POV Alya
Sampai di rumah, aku langsung mencari keberadaan Mama.
“Mama mana, Bi?” tanyaku pada Bi Nani. Asisten rumah tangga kami.
“Ada di halaman belakang, Non,” jawabnya.
Aku segera jalan ke belakang. Masih lagi di depan pintu, aku melihat Mama yang duduk melamun di gazebo yang ada di halaman belakang. Segera kuayunkan langkah mendekati Mama.
“Ma.” Aku menyapanya pelan, agar Mama tidak terkejut. Mama hanya tersenyum, terlihat hambar.
“Mama nggak papa, kan?” tanyaku untuk mengawali perbincangan kami.
“Nggak. Kamu kenapa cepat pulang. Ini hari pertama kamu kerja di kantor, jangan sesuka hati mentang-mentanh itu kantor Papa,” ucap Mama menasehatiku.
Ah, sepertinya Mama sedang ingin menggiring pembicaraan kami ke arah yang lain.
“Tadi Alya lihat Mama sama Papa di rumah perempuan itu,” kataku. Mama melihatku.
“Perempuan mana maksud kamu?”
“Laras.”
Mama menghela nafas, lalu memandang ke arah yang berbeda. Tak ada yang bisa dilihat lebih jauh di halaman belakang rumah kami ini, selain tanaman-tanaman bunga yang Mama tanam sendiri.
“Alya juga dengar, apa yang kalian bicarakan.”
Raut wajah Mama tampak tegang ketika aku bilang begitu. “Apa yang kamu dengar?”
“Nggak banyak. Yang Alya tau, kalau perempuan itu dulunya pernah bekerja di rumah kita,” jawabku. Entah kenapa, topik tentang perempuan itu cukup menarik hatiku. Seperti ada sesuatu yang memang harus aku ketahui tentang dia. “Ma, sebenarnya siapa dia?”
Mama bukannya menjawab pertanyaan yang kulontarkan. Beliau malah bangkit dan jalan meninggalkanku.
“Ma.” Aku memanggilnya dan membuat Mama berhenti melangkah, hanya saja tetap membelakangiku.
“Siapa dia sebenarnya? Kenapa Mama terlihat tak suka dia datang ke kota ini? Apa dia pernah berselingkuh sama Papa?” Aku mencecar Mama dengan banyak pertanyaan.
Mama bukannya menjawab, tetapi terus jalan. Akhirnya aku menyusul Mama dengan langkah lebar. Entah kenapa, aku merasa harus tau apa yang terjadi dulu, antara Mama, Papa dan wanita bernama Laras itu.

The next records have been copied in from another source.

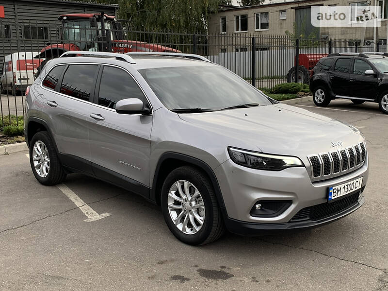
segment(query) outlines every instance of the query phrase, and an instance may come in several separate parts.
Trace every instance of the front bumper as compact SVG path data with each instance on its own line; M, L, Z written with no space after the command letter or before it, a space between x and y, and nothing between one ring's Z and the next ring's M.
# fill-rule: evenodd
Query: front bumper
M300 210L327 203L328 188L363 177L362 189L368 177L368 158L355 171L324 181L311 182L304 167L290 168L279 171L260 171L240 166L228 160L215 169L222 193L224 219L232 232L244 234L255 230L279 230L315 226L339 219L360 207L359 197L340 213L322 220L291 221ZM258 217L250 215L259 201L289 201L291 205L275 217ZM245 230L243 231L242 230Z

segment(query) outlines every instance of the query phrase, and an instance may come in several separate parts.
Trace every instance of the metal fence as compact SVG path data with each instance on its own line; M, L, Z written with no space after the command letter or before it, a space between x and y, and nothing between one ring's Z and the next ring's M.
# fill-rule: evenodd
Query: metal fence
M257 87L271 88L287 82L307 83L316 62L329 53L374 50L371 42L362 40L295 39L289 35L256 34L167 33L134 31L128 27L118 31L66 28L54 23L16 26L2 22L0 26L6 28L6 33L13 34L0 34L0 129L11 123L12 115L24 115L27 86L47 60L65 51L196 53L231 70ZM10 37L15 34L16 37ZM385 51L385 47L377 45L378 51Z

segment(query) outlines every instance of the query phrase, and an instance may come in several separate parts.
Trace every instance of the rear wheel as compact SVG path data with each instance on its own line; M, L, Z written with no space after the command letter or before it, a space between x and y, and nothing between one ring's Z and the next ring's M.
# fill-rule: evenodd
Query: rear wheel
M313 91L313 100L315 105L319 106L326 106L331 101L327 89L324 86L316 87Z
M352 99L352 102L353 102L355 104L362 104L365 102L365 100L359 100L358 99Z
M66 174L47 132L35 134L30 145L30 163L36 180L45 185L61 183L66 177Z
M384 114L388 114L388 91L385 91L379 98L380 110Z
M221 237L225 227L209 179L196 168L181 167L166 178L162 190L164 220L185 243L206 244Z

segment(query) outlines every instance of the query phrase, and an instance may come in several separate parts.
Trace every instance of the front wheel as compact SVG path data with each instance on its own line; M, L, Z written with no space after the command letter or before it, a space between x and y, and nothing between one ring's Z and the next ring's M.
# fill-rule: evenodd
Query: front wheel
M61 183L66 177L66 174L59 162L53 142L47 132L35 134L30 145L30 163L38 182L45 185Z
M206 244L224 233L211 183L195 168L181 167L168 174L162 187L161 204L170 230L185 243Z
M385 91L380 96L379 107L383 113L388 114L388 91Z
M313 100L315 105L319 106L326 106L331 101L327 90L323 86L316 87L313 91Z

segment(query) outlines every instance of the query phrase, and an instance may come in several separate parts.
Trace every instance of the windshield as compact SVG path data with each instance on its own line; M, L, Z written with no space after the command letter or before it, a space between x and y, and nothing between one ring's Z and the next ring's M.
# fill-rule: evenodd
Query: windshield
M218 110L244 104L271 104L247 82L219 66L159 68L139 72L170 110Z
M388 58L370 59L369 61L382 73L388 73Z
M98 22L97 23L98 28L100 29L101 22ZM109 30L111 39L115 39L116 38L113 37L112 32L113 29L113 24L106 21L105 29ZM76 44L82 51L89 51L93 47L93 42L97 41L96 31L95 27L90 26L89 19L65 22L62 28L62 40L64 42Z

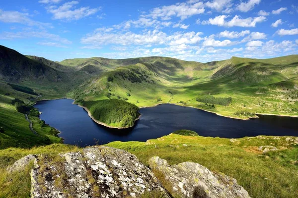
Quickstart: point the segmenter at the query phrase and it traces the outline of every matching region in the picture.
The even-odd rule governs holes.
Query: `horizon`
[[[121,2],[7,2],[0,6],[0,45],[55,61],[159,56],[206,63],[298,54],[298,3],[291,0]]]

“Mama.” Aku menahan tangan Mama, memaksanya untuk melihat ke arahku. “Alya ingin tau siapa dia.”
Mama menatapku dengan mata yang berkaca-kaca. Aku bisa merasakan ada beban besar yang sedang ia tahan. Tapi kenapa? Apa yang membuatnya begitu sulit untuk sekadar menjawab pertanyaanku?
"Alya, tolong jangan tanya tentang itu lagi," katanya akhirnya, suaranya pelan tapi sangat tegas.
Aku menggeleng. "Kenapa? Karena ini sesuatu yang Mama dan Papa sembunyikan dari Alya?”
Mama menghela napas panjang. Ia menatapku lama, lalu menunduk. Tapi akhirnya, ia hanya berkata, "Percayalah, lebih baik kalau kamu tidak tahu."
Darahku berdesir. Jawaban itu justru membuatku semakin penasaran.
“Ma, apa ini ada hubungannya sama Alya?” selidikku.
Mama tak menjawab, tetapi malah pergi meninggalkan aku. Aku melihat Mama. Sepertinya percuma bicara sama Mama. Berarti aku harus bicara sama Papa. Kalau bisa keduanya.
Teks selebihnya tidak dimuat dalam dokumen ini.